UCL News


Four factors tied to need for cesarean delivery

13 March 2006

The likelihood that a pregnant woman will have to undergo an unplanned c-section delivery after starting labor can be predicted by four parameters, British researchers have shown.

Dr Elizabeth Peregrine [UCL Obstetrics & Gynaecology] and colleagues … studied 267 women at 36 weeks gestation or later who were scheduled for induction of labor.

Eighty women (30 percent) ended up having an emergency cesarean.
Of all the measures assessed, four factors in particular were strongly tied to the need for a c-section.

Having never had a previous pregnancy raised the chances 20-fold. A body mass index over 30 (obese) was tied to 6-fold greater risk, while being tall reduced the chances slightly. Finally, a longer cervix measured by ultrasound was associated with a higher chance of having a cesarean.
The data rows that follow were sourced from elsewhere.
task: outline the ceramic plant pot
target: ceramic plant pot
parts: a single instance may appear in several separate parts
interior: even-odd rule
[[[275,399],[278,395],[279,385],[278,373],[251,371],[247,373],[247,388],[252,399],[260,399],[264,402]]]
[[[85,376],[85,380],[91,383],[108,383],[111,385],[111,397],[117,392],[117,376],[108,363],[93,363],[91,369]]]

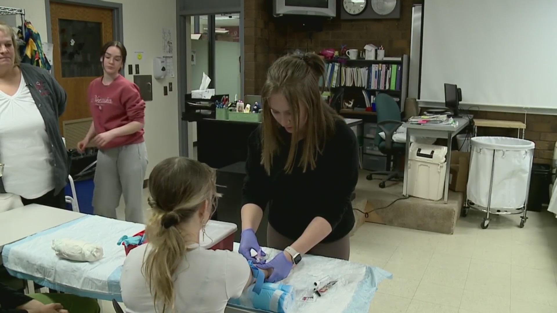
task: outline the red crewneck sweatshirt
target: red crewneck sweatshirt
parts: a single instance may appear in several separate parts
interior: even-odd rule
[[[121,75],[108,86],[102,84],[102,79],[98,77],[91,82],[87,91],[95,133],[101,134],[131,121],[144,124],[145,101],[141,99],[137,85]],[[134,134],[116,137],[102,149],[142,143],[144,133],[141,129]]]

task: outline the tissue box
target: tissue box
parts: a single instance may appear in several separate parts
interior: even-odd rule
[[[198,99],[210,99],[214,95],[214,89],[205,90],[192,90],[192,97]]]
[[[263,120],[263,114],[229,112],[228,120],[240,122],[260,123]]]

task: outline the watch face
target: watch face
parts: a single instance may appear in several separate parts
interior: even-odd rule
[[[372,8],[380,15],[387,15],[394,10],[397,0],[372,0]]]
[[[343,7],[350,15],[358,15],[364,12],[368,0],[343,0]]]

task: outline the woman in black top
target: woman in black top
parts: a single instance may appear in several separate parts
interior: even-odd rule
[[[315,53],[288,55],[269,69],[263,123],[248,139],[240,252],[257,261],[255,232],[269,204],[268,246],[285,250],[261,268],[285,278],[301,255],[348,260],[358,182],[355,136],[322,100],[325,64]]]

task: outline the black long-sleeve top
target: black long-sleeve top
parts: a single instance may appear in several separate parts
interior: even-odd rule
[[[32,300],[32,298],[0,283],[0,313],[27,313],[26,310],[16,308]]]
[[[326,220],[333,228],[323,242],[330,242],[348,234],[354,224],[350,196],[358,182],[359,158],[355,135],[343,120],[335,122],[334,133],[328,138],[315,168],[304,173],[298,166],[304,140],[292,173],[284,170],[291,135],[282,129],[284,143],[273,158],[271,175],[261,164],[261,128],[248,139],[246,177],[242,206],[253,203],[265,209],[269,203],[268,222],[281,234],[296,240],[316,217]]]

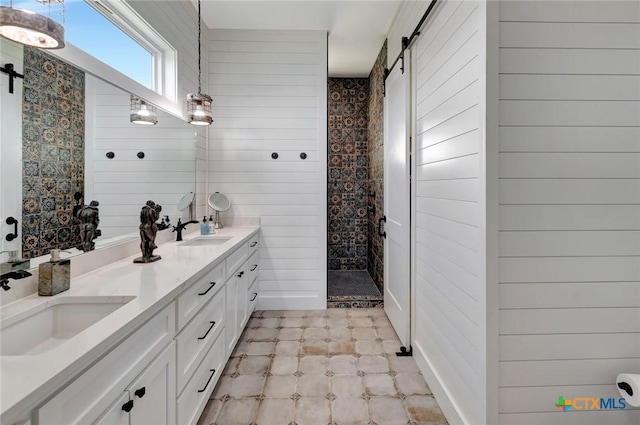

When these factors were considered together they were "reasonably" accurate in predicting who would undergo a cesarean, Peregrine's team reports in the medical journal 'Obstetrics & Gynecology'. …

Before the study's findings can be used to counsel women, they need to be validated, she added, and that is under way. If the results prove accurate, women could be told their risk of having an emergency cesarean delivery - and those at high risk could be offered the chance to have a planned c-section.